In [31], the authors applied a discrimination algorithm based on a similarity metric, namely, entropy variations to identify suspicious flows. They formulated the problem in the Internet with botnets, and presented theoretical proofs for the feasibility of their method. In this work, the authors relied on simulations to prove their approach. For our work, we used a recent dataset collected from a major operator, and applied a semi-supervised approach to profile crowd accesses.

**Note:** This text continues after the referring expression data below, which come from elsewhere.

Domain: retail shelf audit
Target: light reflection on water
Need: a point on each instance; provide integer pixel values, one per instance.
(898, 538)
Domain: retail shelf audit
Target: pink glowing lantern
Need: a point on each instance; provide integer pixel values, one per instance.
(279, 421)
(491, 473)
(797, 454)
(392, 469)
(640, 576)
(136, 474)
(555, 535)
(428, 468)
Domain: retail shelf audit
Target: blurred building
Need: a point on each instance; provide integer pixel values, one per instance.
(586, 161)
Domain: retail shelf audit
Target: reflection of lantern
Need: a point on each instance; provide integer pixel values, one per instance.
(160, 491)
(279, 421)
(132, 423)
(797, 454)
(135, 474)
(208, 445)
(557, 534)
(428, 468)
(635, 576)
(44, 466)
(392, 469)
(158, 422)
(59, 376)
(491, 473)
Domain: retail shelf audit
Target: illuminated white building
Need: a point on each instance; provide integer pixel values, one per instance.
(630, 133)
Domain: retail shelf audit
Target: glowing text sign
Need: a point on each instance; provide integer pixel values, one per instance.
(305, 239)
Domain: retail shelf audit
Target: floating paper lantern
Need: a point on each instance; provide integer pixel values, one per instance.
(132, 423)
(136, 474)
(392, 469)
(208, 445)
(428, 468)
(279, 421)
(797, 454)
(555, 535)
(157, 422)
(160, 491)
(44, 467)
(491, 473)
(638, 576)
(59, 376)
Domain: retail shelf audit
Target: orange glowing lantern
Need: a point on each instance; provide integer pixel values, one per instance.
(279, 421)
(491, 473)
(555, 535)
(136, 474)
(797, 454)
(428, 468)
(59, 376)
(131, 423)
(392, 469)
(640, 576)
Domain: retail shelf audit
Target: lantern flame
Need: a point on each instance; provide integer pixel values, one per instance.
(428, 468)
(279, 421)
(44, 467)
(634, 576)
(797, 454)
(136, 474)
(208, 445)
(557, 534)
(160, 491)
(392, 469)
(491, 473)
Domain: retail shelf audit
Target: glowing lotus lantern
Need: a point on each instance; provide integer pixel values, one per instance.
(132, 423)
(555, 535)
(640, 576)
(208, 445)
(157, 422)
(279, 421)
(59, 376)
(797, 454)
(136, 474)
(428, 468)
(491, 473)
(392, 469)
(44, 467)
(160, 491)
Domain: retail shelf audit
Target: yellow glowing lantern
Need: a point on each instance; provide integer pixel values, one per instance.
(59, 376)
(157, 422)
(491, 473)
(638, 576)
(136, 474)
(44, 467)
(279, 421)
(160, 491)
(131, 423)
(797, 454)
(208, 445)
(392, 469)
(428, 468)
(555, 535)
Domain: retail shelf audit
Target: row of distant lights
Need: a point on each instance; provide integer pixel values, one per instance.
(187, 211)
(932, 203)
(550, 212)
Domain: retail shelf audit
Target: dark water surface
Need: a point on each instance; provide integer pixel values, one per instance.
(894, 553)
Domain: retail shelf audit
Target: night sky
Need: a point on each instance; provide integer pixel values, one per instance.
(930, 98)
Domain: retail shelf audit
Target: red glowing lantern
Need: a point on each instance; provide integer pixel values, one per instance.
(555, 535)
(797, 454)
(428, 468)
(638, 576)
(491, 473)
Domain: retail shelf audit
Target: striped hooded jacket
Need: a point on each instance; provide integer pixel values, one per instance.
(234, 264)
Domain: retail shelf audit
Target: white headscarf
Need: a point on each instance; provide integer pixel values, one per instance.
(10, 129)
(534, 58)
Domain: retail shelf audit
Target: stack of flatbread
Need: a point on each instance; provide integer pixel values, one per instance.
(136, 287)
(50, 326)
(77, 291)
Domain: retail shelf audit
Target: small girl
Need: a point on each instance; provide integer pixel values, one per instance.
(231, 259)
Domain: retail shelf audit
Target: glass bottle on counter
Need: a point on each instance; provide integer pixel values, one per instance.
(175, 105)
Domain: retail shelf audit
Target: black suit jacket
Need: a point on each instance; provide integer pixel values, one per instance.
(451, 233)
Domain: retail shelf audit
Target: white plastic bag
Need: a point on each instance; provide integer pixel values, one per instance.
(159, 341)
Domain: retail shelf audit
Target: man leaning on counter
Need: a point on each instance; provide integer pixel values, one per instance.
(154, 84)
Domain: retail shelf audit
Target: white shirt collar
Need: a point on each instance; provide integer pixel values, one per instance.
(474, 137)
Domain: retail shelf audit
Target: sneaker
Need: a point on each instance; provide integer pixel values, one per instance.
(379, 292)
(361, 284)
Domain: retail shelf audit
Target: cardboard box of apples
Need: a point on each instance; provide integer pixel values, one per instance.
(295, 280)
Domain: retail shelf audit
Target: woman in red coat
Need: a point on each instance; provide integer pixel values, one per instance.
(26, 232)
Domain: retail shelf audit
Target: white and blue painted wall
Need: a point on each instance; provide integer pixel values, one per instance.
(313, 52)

5 Conclusion and Future Work

The distinction between crowd events and DDoS attacks is difficult, making it of an increasing interest to CDN operators. In this paper, we applied a semi-supervised approach on a sport league dataset collected from a major operator to identify normal and crowd access patterns. The patterns are represented by number request shifts during 1 and 5 min. We first used DBSCAN to group normal accesses into a core cluster, a crowd accesses into low dense clusters and singletons. By applying data augmentation, we balanced classification vectors representing 1 min and 5 min patterns. Then, we utilized XGBoost to fingerprint crowd and normal accesses. The results of the classification (99% accuracy) showed the great potential of our approach. We tested our approach by applying it to unseen data. The approach detected abrupt changing patterns, even though these change patterns do not have the same shape like the ones identified in the training dataset. We believe our approach can be successfully used to detect crowd events in other CDN environments. Despite of our initial good results, the diversity of CDN environments would necessitate more investigation. We frame our future works to consider other features described in Sect. 2.3 to distinguish anomalies (e.g., DDoS) from crowd events. We will rely on patterns found on unseen data to carry on this research. In addition, we plan to tweak XGboost models to study the trade-off between their complexity and performance. Moreover, we want to thoroughly test the classification model on additional data, as well as deploy it in online mode.